Tryptophan is an essential amino acid which is metabolized into catabolites necessary for physiological homeostasis. Of the various catabolic fates of tryptophan, the kynurenine pathway is of both basic and clinical interests due to its signature catabolite kynurenine which contributes to immune privilege, is a precursor of NAD +, and acts as an activating ligand of the transcription factor aryl hydrocarbon receptor (AHR.) Through elevated expression of tryptophan transporters and tryptophan-catabolizing enzymes, cancer cells promote the production of kynurenine and downstream catabolites. Oncogene-mediated upregulation of tryptophan transporters and tryptophan catabolizing enzymes IDO1, TDO2, and arylformamidase (AFMID) occur in several cancer types including breast, esophageal, liver, and colon cancers with correlation to poor prognosis. Targeting of the kynurenine pathway has therefore been a clinical focus; however, all initial clinical trials aiming to inhibit IDO1 failed. A new generation of clinical trials targeting IDO1, TDO2, and tryptophan transporters are underway, yet no preclinical evaluation of the enzyme (AFMID) has ever been conducted. AFMID acts immediately downstream of IDO1, IDO2, and TDO2 to catalyze the reaction that produces kynurenine itself. Unlike IDO1/2 and TDO2 which are functionally redundant, AFMID features a unique function. Despite its importance, no studies have comprehensively evaluated AFMID’s direct roles in metabolic reprogramming, cell-autonomous proliferation, or microenvironment remodeling. We aim to investigate the cell autonomous and immune modulatory functions of AFMID in colon cancer and to define novel approaches to inhibit AFMID activity as strategy to block the kynurenine pathway.
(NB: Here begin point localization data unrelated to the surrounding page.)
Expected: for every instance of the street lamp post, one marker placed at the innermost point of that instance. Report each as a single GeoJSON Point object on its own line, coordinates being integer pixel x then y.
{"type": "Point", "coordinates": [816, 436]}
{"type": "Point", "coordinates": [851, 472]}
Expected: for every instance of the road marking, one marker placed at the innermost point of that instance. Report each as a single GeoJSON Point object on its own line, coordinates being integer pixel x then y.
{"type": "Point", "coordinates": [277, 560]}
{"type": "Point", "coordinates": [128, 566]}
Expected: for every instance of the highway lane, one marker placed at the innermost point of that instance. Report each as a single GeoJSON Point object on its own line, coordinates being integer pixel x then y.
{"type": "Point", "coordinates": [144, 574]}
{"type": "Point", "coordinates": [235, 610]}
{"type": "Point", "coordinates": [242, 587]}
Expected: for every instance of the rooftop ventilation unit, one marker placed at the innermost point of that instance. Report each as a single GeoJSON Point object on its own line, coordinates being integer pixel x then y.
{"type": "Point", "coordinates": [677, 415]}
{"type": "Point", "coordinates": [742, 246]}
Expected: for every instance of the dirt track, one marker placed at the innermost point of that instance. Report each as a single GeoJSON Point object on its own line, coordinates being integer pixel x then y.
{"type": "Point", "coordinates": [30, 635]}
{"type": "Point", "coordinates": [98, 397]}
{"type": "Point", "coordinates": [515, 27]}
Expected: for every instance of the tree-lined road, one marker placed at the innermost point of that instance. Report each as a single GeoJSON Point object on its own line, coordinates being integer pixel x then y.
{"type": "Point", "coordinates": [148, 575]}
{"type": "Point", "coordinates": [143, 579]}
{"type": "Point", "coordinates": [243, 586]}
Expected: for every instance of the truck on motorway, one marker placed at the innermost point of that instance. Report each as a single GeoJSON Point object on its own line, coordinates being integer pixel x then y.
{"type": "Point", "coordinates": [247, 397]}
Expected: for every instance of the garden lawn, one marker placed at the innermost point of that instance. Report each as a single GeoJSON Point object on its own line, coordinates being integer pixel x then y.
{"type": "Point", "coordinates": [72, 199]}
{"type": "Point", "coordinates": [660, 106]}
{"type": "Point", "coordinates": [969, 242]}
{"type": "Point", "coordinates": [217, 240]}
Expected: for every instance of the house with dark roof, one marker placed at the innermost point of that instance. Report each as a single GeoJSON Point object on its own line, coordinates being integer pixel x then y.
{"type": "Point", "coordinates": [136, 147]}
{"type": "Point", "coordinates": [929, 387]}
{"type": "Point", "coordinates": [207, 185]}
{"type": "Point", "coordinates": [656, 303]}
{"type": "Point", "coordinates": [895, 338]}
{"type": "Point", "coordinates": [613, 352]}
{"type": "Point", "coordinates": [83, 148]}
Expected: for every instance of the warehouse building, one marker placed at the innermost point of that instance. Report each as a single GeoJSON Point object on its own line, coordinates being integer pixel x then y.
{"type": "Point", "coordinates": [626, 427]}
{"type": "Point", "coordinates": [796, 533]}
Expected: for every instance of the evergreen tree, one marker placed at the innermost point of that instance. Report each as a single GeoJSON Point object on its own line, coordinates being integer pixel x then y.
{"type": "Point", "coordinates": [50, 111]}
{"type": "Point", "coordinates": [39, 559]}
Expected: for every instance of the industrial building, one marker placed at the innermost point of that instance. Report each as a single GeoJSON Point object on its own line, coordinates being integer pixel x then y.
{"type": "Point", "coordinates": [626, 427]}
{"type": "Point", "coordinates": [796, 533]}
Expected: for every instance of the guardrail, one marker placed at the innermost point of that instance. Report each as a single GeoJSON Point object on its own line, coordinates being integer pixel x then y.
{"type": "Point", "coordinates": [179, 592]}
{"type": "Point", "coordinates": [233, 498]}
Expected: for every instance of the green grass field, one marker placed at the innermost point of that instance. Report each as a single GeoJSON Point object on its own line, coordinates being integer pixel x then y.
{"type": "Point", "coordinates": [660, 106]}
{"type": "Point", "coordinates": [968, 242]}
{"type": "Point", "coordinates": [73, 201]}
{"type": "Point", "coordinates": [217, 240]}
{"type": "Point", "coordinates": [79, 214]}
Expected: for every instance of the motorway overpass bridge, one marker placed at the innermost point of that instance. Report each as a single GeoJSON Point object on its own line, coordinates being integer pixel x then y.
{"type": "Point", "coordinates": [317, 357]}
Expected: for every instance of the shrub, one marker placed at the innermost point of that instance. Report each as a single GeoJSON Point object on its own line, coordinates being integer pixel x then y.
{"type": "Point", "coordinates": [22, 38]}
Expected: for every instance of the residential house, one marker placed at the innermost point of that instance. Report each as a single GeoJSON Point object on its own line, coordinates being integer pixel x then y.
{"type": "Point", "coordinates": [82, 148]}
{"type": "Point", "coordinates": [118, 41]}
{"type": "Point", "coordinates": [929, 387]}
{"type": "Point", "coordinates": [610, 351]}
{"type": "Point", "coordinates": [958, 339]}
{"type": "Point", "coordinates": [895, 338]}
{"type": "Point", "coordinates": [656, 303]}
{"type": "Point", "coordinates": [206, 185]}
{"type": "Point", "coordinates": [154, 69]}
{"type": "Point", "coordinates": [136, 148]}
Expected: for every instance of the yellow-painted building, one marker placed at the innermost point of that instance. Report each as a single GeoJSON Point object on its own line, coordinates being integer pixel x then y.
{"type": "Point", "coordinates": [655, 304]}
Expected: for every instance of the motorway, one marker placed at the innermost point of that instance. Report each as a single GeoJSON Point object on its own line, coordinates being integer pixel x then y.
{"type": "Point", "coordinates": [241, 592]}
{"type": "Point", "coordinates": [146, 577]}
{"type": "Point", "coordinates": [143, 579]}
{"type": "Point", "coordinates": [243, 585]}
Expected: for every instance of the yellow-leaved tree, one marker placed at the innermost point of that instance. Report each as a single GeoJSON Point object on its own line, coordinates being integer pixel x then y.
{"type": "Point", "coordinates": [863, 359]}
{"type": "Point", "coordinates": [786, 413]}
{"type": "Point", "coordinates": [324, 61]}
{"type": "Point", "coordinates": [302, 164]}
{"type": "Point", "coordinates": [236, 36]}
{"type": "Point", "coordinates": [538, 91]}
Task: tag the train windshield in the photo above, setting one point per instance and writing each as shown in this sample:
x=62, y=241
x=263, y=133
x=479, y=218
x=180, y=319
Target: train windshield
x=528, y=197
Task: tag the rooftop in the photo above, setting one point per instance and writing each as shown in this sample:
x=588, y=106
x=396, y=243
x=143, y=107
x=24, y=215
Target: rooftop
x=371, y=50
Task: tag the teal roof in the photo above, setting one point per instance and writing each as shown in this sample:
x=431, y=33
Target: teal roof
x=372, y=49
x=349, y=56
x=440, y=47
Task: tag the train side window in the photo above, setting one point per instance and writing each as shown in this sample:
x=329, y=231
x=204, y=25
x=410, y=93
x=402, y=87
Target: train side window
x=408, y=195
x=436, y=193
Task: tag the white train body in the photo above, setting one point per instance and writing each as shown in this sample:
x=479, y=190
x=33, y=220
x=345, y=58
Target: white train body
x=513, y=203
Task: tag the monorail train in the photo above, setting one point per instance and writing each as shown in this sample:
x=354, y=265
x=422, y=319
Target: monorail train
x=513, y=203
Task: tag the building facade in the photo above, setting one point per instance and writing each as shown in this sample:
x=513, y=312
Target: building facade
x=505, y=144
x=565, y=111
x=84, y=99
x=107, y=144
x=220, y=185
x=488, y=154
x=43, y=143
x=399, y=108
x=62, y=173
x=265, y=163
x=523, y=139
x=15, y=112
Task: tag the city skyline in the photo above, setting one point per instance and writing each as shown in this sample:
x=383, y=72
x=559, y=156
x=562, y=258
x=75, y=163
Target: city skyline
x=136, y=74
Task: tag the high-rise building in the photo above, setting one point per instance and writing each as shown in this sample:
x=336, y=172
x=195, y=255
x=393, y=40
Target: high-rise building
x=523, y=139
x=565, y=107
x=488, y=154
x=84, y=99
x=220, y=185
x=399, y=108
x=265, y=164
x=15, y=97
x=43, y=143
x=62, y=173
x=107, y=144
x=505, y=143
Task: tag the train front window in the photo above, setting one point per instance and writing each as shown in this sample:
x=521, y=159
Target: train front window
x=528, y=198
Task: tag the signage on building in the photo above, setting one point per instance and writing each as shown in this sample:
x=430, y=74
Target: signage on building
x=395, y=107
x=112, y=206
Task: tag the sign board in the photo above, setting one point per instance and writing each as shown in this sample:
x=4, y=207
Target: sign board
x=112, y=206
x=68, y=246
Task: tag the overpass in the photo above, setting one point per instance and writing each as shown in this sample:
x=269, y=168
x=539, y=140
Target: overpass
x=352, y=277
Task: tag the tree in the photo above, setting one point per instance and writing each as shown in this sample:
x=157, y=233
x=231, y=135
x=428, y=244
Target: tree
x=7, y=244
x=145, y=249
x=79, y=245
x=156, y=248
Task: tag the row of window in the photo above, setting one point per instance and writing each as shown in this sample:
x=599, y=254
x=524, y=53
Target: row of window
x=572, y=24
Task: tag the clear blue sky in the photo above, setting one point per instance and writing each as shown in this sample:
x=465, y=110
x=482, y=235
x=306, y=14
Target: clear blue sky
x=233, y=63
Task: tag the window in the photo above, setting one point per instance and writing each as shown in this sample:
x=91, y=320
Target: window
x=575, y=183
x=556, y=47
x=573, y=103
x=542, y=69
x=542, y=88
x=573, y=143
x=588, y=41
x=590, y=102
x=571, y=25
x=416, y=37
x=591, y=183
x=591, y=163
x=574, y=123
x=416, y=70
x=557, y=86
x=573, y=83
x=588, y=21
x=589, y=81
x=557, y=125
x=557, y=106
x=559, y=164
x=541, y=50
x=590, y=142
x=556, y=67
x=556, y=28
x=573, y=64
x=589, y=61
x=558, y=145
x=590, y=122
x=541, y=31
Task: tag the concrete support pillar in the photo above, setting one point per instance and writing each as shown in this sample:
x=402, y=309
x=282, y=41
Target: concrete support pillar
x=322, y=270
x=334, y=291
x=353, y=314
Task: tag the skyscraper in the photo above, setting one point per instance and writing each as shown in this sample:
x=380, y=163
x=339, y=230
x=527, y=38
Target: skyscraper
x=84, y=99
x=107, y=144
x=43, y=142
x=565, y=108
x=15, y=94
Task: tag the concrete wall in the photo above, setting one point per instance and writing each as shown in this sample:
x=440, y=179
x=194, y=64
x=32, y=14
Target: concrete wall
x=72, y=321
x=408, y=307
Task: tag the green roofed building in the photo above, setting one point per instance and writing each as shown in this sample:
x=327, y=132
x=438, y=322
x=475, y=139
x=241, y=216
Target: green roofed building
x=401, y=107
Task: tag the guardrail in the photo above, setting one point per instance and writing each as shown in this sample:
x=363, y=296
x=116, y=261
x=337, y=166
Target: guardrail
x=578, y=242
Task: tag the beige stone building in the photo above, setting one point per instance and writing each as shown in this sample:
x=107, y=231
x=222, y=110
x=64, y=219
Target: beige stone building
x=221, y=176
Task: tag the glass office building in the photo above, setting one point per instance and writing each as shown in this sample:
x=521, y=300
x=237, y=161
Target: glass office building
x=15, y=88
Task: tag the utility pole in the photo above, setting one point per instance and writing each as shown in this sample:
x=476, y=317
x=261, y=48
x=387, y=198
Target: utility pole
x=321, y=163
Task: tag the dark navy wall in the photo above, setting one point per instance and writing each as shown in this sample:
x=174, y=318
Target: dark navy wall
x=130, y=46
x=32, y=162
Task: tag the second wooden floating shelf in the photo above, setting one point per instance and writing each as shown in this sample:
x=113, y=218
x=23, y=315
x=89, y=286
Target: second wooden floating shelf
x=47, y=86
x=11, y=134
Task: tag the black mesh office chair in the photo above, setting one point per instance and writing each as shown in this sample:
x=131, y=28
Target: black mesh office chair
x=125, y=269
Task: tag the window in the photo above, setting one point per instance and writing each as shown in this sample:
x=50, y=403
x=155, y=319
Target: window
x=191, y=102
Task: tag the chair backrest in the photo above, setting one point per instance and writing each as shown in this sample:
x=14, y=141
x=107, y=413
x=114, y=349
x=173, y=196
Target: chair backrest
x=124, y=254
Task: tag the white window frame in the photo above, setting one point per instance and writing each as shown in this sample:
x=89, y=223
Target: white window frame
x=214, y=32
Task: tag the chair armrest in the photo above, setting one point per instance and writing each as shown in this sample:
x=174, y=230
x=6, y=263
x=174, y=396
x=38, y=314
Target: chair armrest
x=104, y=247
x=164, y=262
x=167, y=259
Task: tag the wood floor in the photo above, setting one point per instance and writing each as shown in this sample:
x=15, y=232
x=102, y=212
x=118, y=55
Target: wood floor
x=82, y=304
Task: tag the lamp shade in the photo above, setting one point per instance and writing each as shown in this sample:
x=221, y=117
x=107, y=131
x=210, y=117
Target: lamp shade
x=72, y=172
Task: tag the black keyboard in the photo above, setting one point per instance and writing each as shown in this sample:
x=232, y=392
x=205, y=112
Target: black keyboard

Support or Funding Information
Welch I-2058-20210327, NCI R01CA245548, American Cancer Society IRG-17-174-13 pilot grant, and University of Texas Southwestern Circle of Friends Early Investigator Award to MCS, and training grant 5T32GM131945-02
Tryptophan metabolism is a physiologically necessary process that is frequently aberrantly regulated in cancers. Through the metabolites of the kynurenine pathway, cancer cells gain the ability to contribute toward tumor progression via pro-proliferative transcriptomic changes and pro-tumoral immunosuppression.